Override the MQTT client `_loop(..)` to use Python selectors instead of select. Selectors use the method that best fits your OS:

import selectors

class MqttClient(Client):
    [...]
    def _loop(self, timeout: float = 1.0) -> int:
        if timeout < 0.0:
            raise ValueError("Invalid timeout.")

        sel = selectors.DefaultSelector()

        eventmask = selectors.EVENT_READ

        with suppress(IndexError):
            packet = self._out_packet.popleft()
            self._out_packet.appendleft(packet)
            eventmask = selectors.EVENT_WRITE | eventmask

        pending_bytes = 0
        if hasattr(self._sock, "pending"):
            pending_bytes = self._sock.pending()
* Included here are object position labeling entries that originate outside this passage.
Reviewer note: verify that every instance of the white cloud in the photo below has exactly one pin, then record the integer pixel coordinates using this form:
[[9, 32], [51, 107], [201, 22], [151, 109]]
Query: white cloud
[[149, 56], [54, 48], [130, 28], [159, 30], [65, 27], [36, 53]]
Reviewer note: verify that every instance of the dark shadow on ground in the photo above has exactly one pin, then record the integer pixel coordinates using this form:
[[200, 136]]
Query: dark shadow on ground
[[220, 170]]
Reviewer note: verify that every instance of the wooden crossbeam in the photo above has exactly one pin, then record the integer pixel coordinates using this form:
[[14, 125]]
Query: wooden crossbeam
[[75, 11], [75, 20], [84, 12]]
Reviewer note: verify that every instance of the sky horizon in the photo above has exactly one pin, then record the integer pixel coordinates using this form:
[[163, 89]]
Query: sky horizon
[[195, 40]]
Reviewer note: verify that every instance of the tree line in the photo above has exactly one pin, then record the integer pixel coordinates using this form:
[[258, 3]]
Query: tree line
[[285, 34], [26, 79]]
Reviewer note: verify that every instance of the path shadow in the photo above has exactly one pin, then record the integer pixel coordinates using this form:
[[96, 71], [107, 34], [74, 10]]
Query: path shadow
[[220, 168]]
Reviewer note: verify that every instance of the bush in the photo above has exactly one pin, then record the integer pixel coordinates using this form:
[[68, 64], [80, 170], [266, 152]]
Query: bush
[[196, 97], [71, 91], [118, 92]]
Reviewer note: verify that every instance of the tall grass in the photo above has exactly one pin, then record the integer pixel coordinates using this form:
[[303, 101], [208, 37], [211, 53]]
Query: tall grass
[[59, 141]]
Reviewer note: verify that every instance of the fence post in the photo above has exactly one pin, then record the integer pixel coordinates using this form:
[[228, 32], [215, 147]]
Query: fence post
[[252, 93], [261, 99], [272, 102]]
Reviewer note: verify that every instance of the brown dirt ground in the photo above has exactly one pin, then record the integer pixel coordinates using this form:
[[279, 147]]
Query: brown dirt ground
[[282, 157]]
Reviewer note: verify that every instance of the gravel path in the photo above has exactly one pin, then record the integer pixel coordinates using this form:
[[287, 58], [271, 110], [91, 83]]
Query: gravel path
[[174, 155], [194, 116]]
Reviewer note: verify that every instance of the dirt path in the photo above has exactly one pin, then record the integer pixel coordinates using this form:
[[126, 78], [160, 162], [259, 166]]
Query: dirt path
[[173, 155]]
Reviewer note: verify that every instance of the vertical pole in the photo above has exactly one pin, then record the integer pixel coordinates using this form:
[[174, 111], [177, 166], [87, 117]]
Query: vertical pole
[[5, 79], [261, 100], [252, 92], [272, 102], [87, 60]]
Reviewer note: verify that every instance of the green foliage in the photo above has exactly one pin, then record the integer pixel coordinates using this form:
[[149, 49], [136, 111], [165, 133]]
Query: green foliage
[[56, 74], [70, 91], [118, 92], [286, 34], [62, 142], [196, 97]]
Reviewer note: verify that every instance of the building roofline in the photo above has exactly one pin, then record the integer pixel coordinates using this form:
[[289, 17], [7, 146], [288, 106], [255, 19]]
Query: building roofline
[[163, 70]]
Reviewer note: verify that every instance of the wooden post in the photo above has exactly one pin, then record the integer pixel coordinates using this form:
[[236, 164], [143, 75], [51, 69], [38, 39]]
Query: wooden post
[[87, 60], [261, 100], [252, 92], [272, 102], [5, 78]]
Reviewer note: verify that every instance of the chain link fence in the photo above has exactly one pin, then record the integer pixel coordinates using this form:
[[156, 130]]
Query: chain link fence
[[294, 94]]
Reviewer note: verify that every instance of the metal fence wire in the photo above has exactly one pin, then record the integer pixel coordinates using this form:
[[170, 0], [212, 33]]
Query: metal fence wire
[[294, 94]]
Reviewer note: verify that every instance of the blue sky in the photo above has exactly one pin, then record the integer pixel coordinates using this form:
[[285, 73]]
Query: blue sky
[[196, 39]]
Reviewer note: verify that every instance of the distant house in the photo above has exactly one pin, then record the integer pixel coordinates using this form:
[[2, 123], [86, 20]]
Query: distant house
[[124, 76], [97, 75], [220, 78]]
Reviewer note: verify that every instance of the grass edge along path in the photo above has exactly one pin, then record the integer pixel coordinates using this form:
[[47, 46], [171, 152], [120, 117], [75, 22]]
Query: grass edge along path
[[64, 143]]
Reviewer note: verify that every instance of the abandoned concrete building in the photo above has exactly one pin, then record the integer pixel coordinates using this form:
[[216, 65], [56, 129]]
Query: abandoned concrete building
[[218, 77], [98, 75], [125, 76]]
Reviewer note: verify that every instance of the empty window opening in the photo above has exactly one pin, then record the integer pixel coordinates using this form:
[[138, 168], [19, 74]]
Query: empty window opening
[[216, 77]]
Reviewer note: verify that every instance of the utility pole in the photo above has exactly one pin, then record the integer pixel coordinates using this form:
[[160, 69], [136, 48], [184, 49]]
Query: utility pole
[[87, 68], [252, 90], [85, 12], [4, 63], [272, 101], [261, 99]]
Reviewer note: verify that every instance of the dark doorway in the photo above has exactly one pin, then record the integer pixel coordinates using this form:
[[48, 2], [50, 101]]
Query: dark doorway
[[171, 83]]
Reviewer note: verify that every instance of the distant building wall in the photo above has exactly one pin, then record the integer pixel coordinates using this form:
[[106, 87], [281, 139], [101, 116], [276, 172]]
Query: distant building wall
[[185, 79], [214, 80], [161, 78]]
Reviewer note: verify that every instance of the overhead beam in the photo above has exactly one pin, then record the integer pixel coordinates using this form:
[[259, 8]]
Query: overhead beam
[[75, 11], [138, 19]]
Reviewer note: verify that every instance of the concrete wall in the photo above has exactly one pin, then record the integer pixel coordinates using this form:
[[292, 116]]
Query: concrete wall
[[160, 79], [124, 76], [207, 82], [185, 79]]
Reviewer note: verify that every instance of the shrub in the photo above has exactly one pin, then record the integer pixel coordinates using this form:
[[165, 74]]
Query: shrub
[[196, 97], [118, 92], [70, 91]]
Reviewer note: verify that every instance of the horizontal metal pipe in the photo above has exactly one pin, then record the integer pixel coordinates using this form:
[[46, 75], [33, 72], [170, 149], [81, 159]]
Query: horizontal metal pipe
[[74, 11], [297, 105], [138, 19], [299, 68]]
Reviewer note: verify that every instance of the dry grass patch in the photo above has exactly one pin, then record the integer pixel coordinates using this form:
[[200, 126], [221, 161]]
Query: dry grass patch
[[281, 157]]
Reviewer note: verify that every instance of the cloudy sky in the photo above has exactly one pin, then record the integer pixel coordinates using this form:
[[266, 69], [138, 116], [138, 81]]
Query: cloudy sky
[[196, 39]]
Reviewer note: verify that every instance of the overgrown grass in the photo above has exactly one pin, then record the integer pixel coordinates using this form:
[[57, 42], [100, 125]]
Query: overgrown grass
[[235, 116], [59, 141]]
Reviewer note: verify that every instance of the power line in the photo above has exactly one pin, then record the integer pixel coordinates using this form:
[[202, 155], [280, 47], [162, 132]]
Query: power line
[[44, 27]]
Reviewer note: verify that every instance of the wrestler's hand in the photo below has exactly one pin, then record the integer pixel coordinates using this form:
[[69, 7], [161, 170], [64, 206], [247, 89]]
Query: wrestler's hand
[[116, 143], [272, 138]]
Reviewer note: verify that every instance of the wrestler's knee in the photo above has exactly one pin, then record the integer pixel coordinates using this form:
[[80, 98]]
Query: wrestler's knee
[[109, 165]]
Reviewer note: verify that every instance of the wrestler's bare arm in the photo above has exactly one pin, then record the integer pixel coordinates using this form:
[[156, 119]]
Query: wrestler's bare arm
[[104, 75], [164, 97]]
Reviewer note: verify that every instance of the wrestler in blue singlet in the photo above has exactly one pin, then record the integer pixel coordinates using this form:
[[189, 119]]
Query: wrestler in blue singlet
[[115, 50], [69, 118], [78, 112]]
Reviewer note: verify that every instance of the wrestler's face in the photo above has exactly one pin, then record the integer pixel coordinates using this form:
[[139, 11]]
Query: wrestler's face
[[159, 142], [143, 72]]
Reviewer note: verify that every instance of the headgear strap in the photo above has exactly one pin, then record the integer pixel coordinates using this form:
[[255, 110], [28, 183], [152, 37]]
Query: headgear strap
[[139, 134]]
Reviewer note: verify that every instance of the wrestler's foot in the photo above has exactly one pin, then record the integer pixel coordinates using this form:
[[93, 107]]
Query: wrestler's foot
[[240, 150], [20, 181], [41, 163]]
        # if bytes are pending do not wait in select
        if pending_bytes > 0:
            timeout = 0.0

        try:
            if self._sockpairR is None:
                sel.register(self._sock, eventmask)
            else:
                sel.register(self._sock, eventmask)
                sel.register(self._sockpairR, selectors.EVENT_READ)

            events = sel.select(timeout)
        except TypeError:
            return int(MQTT_ERR_CONN_LOST)
        except ValueError:
            return int(MQTT_ERR_CONN_LOST)
        except Exception:
            return int(MQTT_ERR_UNKNOWN)

        socklist: list[list] = [[], []]

        for key, _event in events:
            if key.events & selectors.EVENT_READ:
                socklist[0].append(key.fileobj)

            if key.events & selectors.EVENT_WRITE:
                socklist[1].append(key.fileobj)

        if self._sock in socklist[0] or pending_bytes > 0:
            rc = self.loop_read()
            if rc or self._sock is None:
                return int(rc)

        if self._sockpairR and self._sockpairR in socklist[0]:
            socklist[1].insert(0, self._sock)
            with suppress(BlockingIOError):
                # Read many bytes at once - this allows up to 10000 calls to
                # publish() inbetween calls to loop().
                self._sockpairR.recv(10000)

        if self._sock in socklist[1]:
            rc = self.loop_write()
            if rc or self._sock is None:
                return int(rc)

        sel.close()

        return int(self.loop_misc())

Conclusions

Data is crucial to make informed decisions. That’s the reason why testing is essential to solve a known problem. Testing allows us to understand the current status of the product regarding a specific requirement and helps us to decide which are the following steps.

Define the output metrics depending on the resulting technical value. Avoid measuring costly and low-technical value metrics to not add noise to your performance analysis. Avoid developing an overengineered solution by setting a clear test scope and correctly gathering the performance requirements from the development and product teams. It’s better to test a specific requirement and have fast feedback loops than trying to test all the possible scenarios and not having enough feedback.

The system performance depends on the product infrastructure design and architecture. Different infrastructure configurations can lead to totally different results. Testing the system helped us to understand how it behaves depending on the incoming events load and to focus on the bottlenecks. The analysis of the results served as guidance to have well-defined infrastructure requirements to optimally run the system under a specific load.